Let $A$ be a local ring with nilpotent maximal ideal $\mathfrak{m}$ (i.e., some power of $\mathfrak{m}$ vanishes), and $M$ an $A$-module (not necessarily finitely generated). Let $\bar{S}\subset M/\mathfrak{m}M$ be a set of generators and $S$ a set of representatives of $\bar{S}$ in $M$. Then is it true that $S$ is a set of generators of $M$? This is a common form of Nakayama's lemma with the assumption of finite generation of $M$ replacing the nilpotence of $\mathfrak{m}$. A passage in Matsumura's book "Commutative Ring Theory" (see Theorem 7.10) seems to imply this result, and I can't figure out why.
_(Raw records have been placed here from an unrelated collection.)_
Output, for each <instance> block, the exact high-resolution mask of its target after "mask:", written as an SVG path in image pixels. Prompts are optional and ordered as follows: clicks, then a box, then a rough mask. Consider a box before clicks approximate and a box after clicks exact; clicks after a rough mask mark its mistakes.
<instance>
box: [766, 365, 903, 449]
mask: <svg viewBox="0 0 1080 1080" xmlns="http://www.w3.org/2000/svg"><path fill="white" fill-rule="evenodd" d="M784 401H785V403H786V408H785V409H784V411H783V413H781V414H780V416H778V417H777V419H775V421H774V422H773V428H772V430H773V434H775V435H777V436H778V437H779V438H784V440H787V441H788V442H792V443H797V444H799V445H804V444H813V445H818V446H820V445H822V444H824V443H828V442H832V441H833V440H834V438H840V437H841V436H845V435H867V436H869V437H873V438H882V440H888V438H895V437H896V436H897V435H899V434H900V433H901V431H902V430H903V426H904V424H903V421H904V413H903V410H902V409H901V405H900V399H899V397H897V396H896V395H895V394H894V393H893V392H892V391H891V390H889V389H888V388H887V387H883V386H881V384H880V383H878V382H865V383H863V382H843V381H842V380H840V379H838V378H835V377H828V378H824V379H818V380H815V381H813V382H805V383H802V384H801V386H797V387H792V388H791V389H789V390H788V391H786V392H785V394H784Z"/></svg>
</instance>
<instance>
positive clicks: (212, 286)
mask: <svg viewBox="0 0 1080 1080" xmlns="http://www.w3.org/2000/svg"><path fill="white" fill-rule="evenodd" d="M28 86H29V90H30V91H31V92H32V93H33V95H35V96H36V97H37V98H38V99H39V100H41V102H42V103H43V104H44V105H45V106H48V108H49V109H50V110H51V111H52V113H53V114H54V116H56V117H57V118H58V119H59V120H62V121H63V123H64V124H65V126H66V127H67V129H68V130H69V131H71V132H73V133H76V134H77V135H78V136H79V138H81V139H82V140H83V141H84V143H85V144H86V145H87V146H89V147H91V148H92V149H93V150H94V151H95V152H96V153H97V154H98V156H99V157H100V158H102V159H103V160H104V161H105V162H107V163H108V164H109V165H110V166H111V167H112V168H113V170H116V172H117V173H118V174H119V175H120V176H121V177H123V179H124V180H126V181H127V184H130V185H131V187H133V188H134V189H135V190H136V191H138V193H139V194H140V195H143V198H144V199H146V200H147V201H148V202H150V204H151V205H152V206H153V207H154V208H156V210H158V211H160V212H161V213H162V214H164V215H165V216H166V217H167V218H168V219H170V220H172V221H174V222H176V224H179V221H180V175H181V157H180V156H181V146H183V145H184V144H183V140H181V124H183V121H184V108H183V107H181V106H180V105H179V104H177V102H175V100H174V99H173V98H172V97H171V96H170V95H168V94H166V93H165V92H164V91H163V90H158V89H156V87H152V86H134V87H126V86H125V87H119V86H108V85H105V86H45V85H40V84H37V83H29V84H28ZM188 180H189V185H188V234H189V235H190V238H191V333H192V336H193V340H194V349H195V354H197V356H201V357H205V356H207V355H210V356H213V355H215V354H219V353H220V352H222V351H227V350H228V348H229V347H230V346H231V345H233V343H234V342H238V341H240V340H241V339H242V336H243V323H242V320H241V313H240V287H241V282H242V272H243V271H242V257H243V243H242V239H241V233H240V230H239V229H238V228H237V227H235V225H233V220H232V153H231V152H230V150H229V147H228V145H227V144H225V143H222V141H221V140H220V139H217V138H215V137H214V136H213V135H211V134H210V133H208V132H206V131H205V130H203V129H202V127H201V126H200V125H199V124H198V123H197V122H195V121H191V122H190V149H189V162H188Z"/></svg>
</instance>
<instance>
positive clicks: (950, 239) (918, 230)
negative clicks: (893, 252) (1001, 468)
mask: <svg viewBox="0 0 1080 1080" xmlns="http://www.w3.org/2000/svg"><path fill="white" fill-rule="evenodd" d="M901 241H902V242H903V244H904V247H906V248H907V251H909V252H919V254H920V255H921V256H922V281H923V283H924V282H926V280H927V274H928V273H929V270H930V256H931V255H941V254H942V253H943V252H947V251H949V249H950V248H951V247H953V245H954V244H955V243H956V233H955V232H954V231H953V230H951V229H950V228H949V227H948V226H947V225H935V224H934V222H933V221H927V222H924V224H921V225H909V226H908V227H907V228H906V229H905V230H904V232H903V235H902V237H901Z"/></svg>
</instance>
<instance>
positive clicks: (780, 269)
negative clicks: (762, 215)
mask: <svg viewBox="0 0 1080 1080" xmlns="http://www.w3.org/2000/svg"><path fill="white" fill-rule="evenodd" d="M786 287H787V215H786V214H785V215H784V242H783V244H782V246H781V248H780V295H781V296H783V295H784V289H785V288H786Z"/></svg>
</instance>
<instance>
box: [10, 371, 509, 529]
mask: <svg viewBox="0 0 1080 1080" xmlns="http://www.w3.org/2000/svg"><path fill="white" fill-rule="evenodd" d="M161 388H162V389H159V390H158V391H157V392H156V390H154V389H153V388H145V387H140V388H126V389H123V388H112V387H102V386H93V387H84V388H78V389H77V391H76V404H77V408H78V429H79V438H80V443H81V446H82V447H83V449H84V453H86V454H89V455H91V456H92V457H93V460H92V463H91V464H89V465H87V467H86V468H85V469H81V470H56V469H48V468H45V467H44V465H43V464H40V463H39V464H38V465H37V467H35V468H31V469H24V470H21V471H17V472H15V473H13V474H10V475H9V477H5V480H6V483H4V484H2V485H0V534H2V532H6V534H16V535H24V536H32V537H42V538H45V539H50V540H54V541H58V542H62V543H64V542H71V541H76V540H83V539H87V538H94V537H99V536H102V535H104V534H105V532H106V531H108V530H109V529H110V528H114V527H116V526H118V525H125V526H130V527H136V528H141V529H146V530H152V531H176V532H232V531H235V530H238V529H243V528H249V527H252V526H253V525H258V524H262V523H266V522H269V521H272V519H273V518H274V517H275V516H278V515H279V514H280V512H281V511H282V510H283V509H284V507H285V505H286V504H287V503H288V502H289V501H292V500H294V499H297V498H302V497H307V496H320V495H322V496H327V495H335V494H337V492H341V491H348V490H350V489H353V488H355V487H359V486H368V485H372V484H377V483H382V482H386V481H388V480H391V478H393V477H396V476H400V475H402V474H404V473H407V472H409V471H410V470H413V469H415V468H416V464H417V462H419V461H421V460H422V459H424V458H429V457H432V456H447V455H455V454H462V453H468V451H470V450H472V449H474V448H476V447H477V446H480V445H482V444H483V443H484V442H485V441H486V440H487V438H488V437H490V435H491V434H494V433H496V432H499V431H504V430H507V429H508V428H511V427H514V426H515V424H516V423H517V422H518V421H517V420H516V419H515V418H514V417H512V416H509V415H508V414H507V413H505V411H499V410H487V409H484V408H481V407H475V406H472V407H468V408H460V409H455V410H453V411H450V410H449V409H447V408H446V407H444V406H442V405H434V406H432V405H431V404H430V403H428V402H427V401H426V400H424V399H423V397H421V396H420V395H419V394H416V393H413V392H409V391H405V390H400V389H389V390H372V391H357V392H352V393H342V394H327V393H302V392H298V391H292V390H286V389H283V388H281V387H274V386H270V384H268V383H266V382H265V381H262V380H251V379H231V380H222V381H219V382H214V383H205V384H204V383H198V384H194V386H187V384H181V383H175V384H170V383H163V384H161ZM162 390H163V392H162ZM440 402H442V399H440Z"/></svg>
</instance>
[Math] Non-finite version of Nakayama’s lemma
ac.commutative-algebramodules
Best Answer
Dear Kwan,
Let $N$ be the submodule of $M$ generated by $S$. Then by assumption $M = N +\mathfrak m M.$ Iterating this, we find that $$M = N + \mathfrak m (N + \mathfrak m M) = N + \mathfrak m^2 M = \cdots = N + \mathfrak m^n M$$ for any $n > 0.$ If we take $n$ large enough then $\mathfrak m^n = 0$ (by hypothesis). Thus $M = N,$ as desired.
P.S. I've found this to be quite a useful fact!